In this pursuit for new, more durable ways to foster healthy places, I co-founded in 2001 Center for Whole Communities to offer innovative training in leadership development that specifically brought together the worlds of social justice, human wellbeing, and conservation in week-long, skill-building, learning journeys. By creating a compelling vision for change, my colleagues and I were able to build from scratch a very strong organization with a nationally respected board and faculty and to raise almost a decade’s worth of tuition-free programming for more than 1,500 citizen leaders from 48 states. We created an innovative curriculum based on systems-thinking, setting a table for all, and working across disciplines that gave citizen leaders a direct experience of a healthy, whole community. We created something that hadn’t existed before, and we succeeded in modeling change not just teaching it. Those alumni are continuing in vital ways to rebuild urban areas, reconcile conflict around Native lands, help communities better measure success, and integrate human wellbeing and health of place.
Recognizing the challenge facing most social profit organizations to measure what matters most to them, I led a team in of 120 collaborators from different fields with funding from Surdna and the Geraldine R. Dodge Foundation to create Whole Measures. This published tool, and the training that we designed with it, has enabled different disciplines working toward healthy communities to have shared measures of success.
My instinct is to create dialogue and relationship where there is little or none, and much of my strength as a consultant and team member arises from being a courageous convener. In the 1990s, I was among the first to create dialogue between the rural, lower-income, blue collar logging community and the urban, white collar wilderness advocacy community. In 2005, I was hired by the Kellogg Foundation to help envision a more just food system through dialogue between farm and restaurant workers, labor rights activists, policy experts and food security advocates. In 2009, I conceived of and launched a new program, 2042 Today, that calls upon the conservation community to recognize the emerging population of color in our country and create space for young conservationists, both whites and peoples of color, to reimagine conservation and how best to be in relationship in order to realize that shared destiny. In 2010, I was brought to Flint, Michigan by the Ruth Mott Foundation to develop a unique program using story and personal narrative to help former General Motors assembly line workers to imagine a new community.
As farmer, I have particular strength and credibility with people working on land issues ranging from food systems to conservation to climate change to water. My work is transformative when applied to situations where the most connected and the most affected need to work together or when groups who are separated by influence and access can work to become allies.

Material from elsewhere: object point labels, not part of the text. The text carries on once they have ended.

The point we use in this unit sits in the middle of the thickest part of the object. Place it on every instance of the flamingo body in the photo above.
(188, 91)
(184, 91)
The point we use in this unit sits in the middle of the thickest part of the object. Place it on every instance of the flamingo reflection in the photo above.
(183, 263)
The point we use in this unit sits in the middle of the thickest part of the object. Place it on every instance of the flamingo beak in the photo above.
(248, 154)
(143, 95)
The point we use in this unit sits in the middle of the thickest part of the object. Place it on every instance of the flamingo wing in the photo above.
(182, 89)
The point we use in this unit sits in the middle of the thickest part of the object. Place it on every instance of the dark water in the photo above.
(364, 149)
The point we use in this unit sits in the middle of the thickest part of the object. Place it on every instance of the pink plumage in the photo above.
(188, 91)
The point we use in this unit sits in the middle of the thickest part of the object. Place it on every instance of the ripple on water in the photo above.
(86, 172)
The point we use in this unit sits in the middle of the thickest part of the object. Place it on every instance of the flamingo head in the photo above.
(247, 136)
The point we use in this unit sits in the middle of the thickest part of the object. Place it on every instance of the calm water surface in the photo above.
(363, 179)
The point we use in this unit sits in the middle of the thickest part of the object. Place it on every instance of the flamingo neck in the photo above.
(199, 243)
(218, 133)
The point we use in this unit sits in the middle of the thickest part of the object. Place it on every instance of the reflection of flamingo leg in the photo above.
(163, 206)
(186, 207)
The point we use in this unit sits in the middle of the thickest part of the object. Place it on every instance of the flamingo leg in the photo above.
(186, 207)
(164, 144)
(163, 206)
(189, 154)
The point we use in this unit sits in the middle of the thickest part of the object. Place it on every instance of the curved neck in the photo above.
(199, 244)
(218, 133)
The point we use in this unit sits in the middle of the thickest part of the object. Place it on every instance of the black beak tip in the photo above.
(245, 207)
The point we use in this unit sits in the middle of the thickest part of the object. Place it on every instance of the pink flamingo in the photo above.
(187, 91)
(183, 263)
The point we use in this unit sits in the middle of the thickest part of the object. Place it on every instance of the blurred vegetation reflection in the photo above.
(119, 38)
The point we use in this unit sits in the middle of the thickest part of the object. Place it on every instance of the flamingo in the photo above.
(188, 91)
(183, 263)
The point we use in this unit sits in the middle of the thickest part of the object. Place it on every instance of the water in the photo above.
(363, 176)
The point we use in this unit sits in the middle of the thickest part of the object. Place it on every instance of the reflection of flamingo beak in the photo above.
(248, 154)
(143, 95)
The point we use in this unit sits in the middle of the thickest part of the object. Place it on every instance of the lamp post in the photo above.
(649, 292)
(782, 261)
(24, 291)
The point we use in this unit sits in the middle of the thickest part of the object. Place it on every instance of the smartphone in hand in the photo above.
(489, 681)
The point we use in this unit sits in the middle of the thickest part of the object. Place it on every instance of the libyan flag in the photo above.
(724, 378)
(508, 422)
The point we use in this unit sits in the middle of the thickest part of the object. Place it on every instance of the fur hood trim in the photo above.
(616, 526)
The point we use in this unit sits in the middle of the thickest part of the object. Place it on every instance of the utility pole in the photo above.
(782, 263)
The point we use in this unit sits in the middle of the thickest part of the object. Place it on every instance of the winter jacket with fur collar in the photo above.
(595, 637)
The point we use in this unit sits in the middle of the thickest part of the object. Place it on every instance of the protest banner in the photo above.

In every project, I draw upon my experience as an artist. My photography and essays have appeared in seven books on themes about people, place, the power of story, and the opportunities for change. I’ve also shared my voice through two decades worth of keynote addresses across the country. A Man Apart, my most recent book, written in collaboration with my wife Helen Whybrow, is a family memoir about creativity, friendship and mentorship published in 2015.
Helen and I run Knoll Farm, a diversified organic fruit and sheep farm and learning center - a brave, little farm- in the Mad River watershed of Vermont where we've raised our daughters, grown food for our community, and made refuge for thousands for two decades.